122 minutes (PG-13) 2004
widescreen ratio 16:9
MGM NTSC DVD Region 1 retail

RATING: 10/10
reviewed by Martin Drury
Hotel Rwanda borrows so much from the Greek classical tradition in its story that the film manages to make the same kind of hard-hitting, sit up and listen comment to society that theatre makes on a regular basis. News reports provide the 'chorus' part to the film, grounding the story of ten years ago and more in the conscience of the present day populous. This is a film of one man's courage in the face of an enemy that grows in number by the second. Racial hatred, thoughtless violence, the difference one man can make in the world, the role a family plays in a person's life and why families are all that matter when the world caves in around you, are all themes explored throughout this captivating, spellbinding film which leaves a lump in the throat. Don Cheadle and Sophie Okonedo are believable in their performances from the start and at no stage in the two-hour film does it even cross your mind that these are merely actors reading lines and following direction.

This film provides the perfect history lesson for schools as well as a moral lesson for society. It asks you to pay attention and taps you on the head with the loving tenderness of families and neighbourhoods supporting one another in the face of violence, before walloping you around the head with the blood, the dead bodies, the stench, the injustice, the aggression. You know it happened. What did you do when it happened for real? As the journalist says in the film: "I think people will look at this on the news, say how horrible it is and go on eating their dinner." Suspense is utilised to brilliant, brutal effect in this film and some moments have more horror within them than a Stephen King epic.

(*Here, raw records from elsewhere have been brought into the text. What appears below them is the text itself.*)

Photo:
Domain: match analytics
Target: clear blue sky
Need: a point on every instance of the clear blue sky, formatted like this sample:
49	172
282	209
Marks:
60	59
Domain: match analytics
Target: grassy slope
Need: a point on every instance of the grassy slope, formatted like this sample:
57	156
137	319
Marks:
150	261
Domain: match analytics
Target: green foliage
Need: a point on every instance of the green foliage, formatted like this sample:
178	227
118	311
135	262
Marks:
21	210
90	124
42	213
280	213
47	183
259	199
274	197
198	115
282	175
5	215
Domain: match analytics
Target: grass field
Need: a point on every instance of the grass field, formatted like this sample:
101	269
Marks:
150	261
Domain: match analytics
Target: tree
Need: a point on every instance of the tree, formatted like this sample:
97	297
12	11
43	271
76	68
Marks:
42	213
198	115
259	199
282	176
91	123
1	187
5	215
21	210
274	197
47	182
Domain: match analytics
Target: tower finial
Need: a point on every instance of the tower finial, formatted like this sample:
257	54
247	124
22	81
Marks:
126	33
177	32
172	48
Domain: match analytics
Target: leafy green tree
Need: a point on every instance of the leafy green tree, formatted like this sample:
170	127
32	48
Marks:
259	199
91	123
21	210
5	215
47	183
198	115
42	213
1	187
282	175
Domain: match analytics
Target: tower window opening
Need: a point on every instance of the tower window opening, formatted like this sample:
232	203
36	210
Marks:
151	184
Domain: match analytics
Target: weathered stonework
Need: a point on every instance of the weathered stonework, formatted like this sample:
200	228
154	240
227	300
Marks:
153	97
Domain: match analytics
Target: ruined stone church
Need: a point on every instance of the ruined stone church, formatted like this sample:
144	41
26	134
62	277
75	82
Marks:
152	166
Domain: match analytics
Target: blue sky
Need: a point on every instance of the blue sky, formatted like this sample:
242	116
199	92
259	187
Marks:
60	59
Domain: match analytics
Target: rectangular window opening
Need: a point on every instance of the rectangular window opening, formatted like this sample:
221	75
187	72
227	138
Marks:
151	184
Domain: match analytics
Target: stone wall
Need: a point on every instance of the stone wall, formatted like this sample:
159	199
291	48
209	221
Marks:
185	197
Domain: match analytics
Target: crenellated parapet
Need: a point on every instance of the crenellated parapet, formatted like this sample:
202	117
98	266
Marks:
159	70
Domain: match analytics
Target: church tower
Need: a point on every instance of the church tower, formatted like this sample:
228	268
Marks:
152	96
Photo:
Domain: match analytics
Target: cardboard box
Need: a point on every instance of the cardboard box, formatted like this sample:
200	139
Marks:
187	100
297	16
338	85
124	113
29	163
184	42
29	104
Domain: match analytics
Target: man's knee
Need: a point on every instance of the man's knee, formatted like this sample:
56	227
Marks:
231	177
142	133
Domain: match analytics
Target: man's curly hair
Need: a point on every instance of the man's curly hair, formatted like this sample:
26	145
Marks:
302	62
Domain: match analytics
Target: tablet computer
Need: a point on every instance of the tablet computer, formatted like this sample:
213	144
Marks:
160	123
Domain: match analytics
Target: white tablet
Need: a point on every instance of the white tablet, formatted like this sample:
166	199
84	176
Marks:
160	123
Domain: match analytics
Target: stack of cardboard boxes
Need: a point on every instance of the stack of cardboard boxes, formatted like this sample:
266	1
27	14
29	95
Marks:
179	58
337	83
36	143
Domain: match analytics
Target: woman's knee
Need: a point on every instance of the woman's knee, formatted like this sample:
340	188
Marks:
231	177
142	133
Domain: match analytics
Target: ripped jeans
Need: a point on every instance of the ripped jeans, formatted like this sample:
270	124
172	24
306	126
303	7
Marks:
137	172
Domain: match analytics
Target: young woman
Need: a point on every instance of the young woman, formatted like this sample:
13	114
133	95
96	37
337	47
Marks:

Cheadle's hotel manager character assures everyone that everything is going to be all right, he calms the nerves and quiets the panic and then.... the lights go out and the sound of trucks bringing soldiers can be heard in the distance.

In this film, we see the media being used as a force to incite hatred amongst a people. The radio announcer calls for bloodshed just as Cheadle's character calls for calm, tolerance and compassion and throughout there is a war between a hotel manager thrust into a situation he would normally have run a mile from and a disembodied voice with a violent temper. The film is a rich illustration of history, current affairs, international failures, the power the past has over the present and the future and how easily a group of people can be divided from their homes, their families, their jobs and their loved ones.

The film is laced with an uneasy humidity within dialogue and something is always building, be it tension, aggression, an uneasy peace within the killing or an impending assault on a sanctuary of tolerance. The outside media and indeed the outside world are adrift from the main happenings in this film and the audience are pushed into a similar position if they are not prepared to pay attention to what they are shown, if they are not prepared to remember the images and do something with their lives to try and make sure nothing like what they see on screen can happen again. As the film closes, we hear the international world's excuses for inaction. We ignored their pain, their suffering and their deaths. The least we can do is watch this movie and remember.